A section from the ASM guide I'm reading:
"MOV AX,51h
MOV BX,4Fh
XCHG AX,BX
PUSH AX
MOV AX,34h
POP BX
PUSH BX
POP AX
First AX is equal to 51h and BX to 4Fh, than the 2 get exchanged. Now we got
AX = 4Fh and BX = 51h. AX gets pushed on the stack, then set to 34h:
AX = 34h and BX = 51h. BX gets poped, than pushed:
AX = 34h and BX = 4Fh. Finally AX gets poped. So the final result is:
AX = 4Fh and BX = 4Fh"
Can someone please explain why AX= 4Fh and not 34h?? That's the last value that was copied to it.
Sorry I haven't posted on /prog/ much and wasn't sure if [code] was supported. Hopefully the text is still readable/good enough for your eyes, your highness.
>>3
Don't listen to >>2. >>2
Here's the [code]ified version:
MOV AX,51h
MOV BX,4Fh
XCHG AX,BX
PUSH AX
MOV AX,34h
POP BX
PUSH BX
POP AX
First AX is equal to 51h and BX to 4Fh, than the 2 get exchanged. Now we got AX = 4Fh and BX = 51h. AX gets pushed on the stack, then set to 34h: AX = 34h and BX = 51h. BX gets poped, than pushed: AX = 34h and BX = 4Fh. Finally AX gets poped. So the final result is: AX = 4Fh and BX = 4Fh
Name:
Anonymous2011-03-09 1:55
The PUSH instruction stores its operand on the stack.

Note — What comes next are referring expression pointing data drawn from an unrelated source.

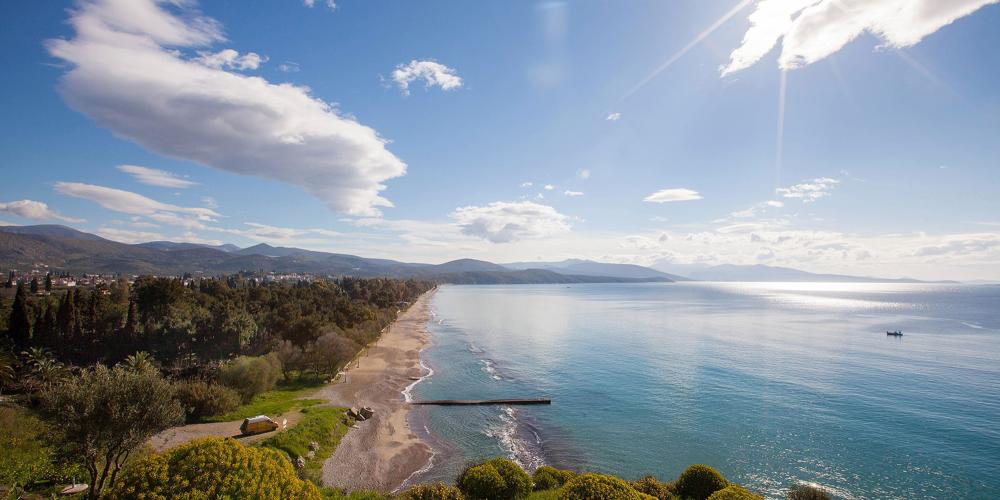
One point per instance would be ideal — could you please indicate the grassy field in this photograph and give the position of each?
(323, 424)
(286, 397)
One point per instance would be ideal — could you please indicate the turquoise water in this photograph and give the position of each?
(773, 384)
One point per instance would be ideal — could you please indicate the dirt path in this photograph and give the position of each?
(382, 452)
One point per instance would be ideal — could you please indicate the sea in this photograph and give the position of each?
(773, 384)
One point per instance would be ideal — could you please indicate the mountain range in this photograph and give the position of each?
(65, 248)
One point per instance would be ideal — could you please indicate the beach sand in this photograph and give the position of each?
(381, 452)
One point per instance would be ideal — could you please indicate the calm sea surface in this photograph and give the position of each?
(771, 383)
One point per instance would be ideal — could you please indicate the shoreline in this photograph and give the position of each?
(383, 452)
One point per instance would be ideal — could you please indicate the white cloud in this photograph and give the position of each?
(809, 191)
(128, 76)
(230, 59)
(673, 194)
(505, 222)
(156, 177)
(810, 30)
(431, 72)
(34, 210)
(331, 4)
(136, 204)
(128, 236)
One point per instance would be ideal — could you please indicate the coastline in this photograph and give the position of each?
(382, 452)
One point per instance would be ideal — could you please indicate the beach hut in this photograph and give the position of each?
(257, 425)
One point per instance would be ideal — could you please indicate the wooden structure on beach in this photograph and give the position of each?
(481, 402)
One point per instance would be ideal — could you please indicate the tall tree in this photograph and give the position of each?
(20, 318)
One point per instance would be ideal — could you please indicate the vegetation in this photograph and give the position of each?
(547, 478)
(286, 397)
(699, 482)
(213, 468)
(322, 425)
(734, 492)
(104, 415)
(495, 479)
(438, 491)
(806, 492)
(599, 486)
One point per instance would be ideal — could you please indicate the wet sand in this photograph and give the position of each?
(381, 452)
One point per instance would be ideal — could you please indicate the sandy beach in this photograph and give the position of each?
(382, 452)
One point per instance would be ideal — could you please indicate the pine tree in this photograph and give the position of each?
(20, 318)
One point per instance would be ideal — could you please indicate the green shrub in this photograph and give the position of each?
(547, 478)
(201, 399)
(699, 482)
(251, 376)
(599, 487)
(652, 487)
(734, 492)
(496, 479)
(806, 492)
(439, 491)
(213, 468)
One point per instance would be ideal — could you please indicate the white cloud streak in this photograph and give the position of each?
(810, 30)
(433, 74)
(156, 177)
(129, 76)
(34, 210)
(673, 194)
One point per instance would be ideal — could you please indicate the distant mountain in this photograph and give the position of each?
(51, 230)
(590, 268)
(172, 245)
(63, 248)
(729, 272)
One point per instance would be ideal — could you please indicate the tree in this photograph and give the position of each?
(588, 486)
(214, 468)
(699, 482)
(105, 414)
(20, 318)
(495, 479)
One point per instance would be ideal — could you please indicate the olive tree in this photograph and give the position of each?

The POP instruction retrieves the most recent pushed value.
POP stuff is just: mov stuff,[(e)sp]
add (e)sp,{size of popped object}
Or just take whatever is at the top of the stack and place it in the argument passed to pop then add the stack pointer by the size of popped object (usually 2-4 bytes depending on CPU mode, see Intel CPU documentation for details).